183 Responses to “Am I an Atheist or a Pastafarian?”

  1. Wench Nikkiee says:

    “homozygotes and delays AIDS onset in heterozygotes”
    Another fundamental concept the YECs/IDiots appear unfamiliar with is that diploids (such as mammals) have two copies of each gene (or alleles)…one inherited from mother and one from father.
    Recessiveness or dominance (there are other types of allele interactions which affect function as well….for example epistasis: the interaction between two or more genes to control a single phenotype) of an allele of a mutated gene in a heterozygote has to be taken into consideration.
    Sorry for the terminology guys….is necessary to provide it for anyone interested to look this stuff up.
    Genetic mechanisms are complicated and mostly don’t fit into nice little cause and effect boxes! There is currently a fair deal of investigation going on into changes in mitochondrial DNA sequences to piece together mutations which have resulted in diverges species. Think along the lines of paternity testing.

  2. Aristotle says:

    JW Oct 19th, 2007 at 1:37 pm
    “Also how do you deal with the fact that for something to evolve at any significant rate it must reproduce wildly (like bacteria). Last time I checked higher order species didn’t yield thousands of offspring. But yet the time table you have established for their evolvement into ‘us’ is considerable shorter”
    I would first like to point out that I know nothing about biology. I forgot everything from that class.
    Now… Could it possibly be that more complex animals evolve at a faster rate because, being more complex, they’re more likely to have a mutation? In which case, they don’t need as many offspring to evolve as fast as bacteria?

  3. Wench Nikkiee says:

    I just found some easy to read info on mutation rates:
    Scroll down to:
    “The Frequency and Causes of Mutation”
    “The mutation rate is the frequency of new mutations per generation in an organism or a species. Mutation rates vary widely from one gene to another within an organism and between organisms. The mutation rate for bacteria is one per 100 million genes per generation. Despite this relatively low rate, the enormous number of bacteria—there are more than twenty billion produced in the human intestines each day—translates into millions of new mutations to the bacteria population every day.
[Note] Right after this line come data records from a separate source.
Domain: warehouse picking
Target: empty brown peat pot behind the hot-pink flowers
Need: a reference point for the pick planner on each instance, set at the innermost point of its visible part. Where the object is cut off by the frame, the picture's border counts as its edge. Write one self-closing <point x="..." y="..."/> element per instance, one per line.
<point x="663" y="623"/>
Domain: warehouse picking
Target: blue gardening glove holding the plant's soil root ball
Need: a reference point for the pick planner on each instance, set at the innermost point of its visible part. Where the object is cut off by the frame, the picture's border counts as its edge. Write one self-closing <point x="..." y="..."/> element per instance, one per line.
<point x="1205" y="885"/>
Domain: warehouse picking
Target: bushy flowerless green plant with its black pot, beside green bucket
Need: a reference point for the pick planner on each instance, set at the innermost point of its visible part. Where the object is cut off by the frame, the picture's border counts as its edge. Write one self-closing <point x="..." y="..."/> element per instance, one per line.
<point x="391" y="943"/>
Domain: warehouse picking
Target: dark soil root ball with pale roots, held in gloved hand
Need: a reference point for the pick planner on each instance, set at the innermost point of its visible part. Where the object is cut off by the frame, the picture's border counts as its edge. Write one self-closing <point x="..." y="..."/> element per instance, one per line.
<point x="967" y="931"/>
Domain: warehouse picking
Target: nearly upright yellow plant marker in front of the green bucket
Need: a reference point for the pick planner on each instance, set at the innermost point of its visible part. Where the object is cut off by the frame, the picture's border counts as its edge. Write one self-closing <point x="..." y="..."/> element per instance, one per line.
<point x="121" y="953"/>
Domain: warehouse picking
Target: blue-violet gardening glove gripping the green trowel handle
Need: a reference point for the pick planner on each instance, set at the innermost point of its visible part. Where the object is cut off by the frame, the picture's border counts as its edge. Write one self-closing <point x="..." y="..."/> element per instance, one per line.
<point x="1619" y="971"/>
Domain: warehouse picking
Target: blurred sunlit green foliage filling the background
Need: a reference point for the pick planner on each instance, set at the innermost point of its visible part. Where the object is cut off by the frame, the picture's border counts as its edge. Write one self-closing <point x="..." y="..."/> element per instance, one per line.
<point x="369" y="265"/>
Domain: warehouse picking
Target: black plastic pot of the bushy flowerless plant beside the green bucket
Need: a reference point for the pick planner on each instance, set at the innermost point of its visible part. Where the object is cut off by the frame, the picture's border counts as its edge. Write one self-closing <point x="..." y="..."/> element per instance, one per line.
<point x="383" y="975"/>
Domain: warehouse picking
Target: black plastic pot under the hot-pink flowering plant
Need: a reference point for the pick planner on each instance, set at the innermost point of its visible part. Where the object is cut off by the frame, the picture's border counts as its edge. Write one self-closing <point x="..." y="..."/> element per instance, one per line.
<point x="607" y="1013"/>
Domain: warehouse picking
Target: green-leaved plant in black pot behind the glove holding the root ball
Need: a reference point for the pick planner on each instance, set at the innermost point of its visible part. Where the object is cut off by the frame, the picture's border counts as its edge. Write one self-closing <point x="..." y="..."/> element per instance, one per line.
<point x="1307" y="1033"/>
The human mutation rate is estimated at one per 10,000 genes per generation, and human mutation rates are comparable throughout the world.”
    NB Average generation time for bacteria is 20mins.
    Also take into account that mutation rates may have varied in past times under different environmental conditions as well as existing gene structures and enzymes ect. involved in replicating (cell division) mechanisms.

  4. Wench Nikkiee says:

    @Aristotle Oct 20th, 2007 at 3:00 pm
    “Could it possibly be that more complex animals evolve at a faster rate because, being more complex, they’re more likely to have a mutation?”
    Well a mutation may have more complex effects because of more complicated pathways and interactions.

  5. storm petrel says:

    In times/places where the difference between a very successful organism and an unsuccessful one were/are small, beneficial mutations would become commonplace faster as those without them died out that much faster. In humans in developed parts of the world, there is less need for physical advantages over the rest of the species other than resistance to disease, which modern medicine can substitute, so there is little difference between the death rates of those with and without the mutation.

  6. Iron Bess says:

    Buy the Gospel of the FSM, Jimmy, it has everything in it.

  7. Mathy Kid says:

    @Jimmy Or look it up on Wikipedia; that’s what I did.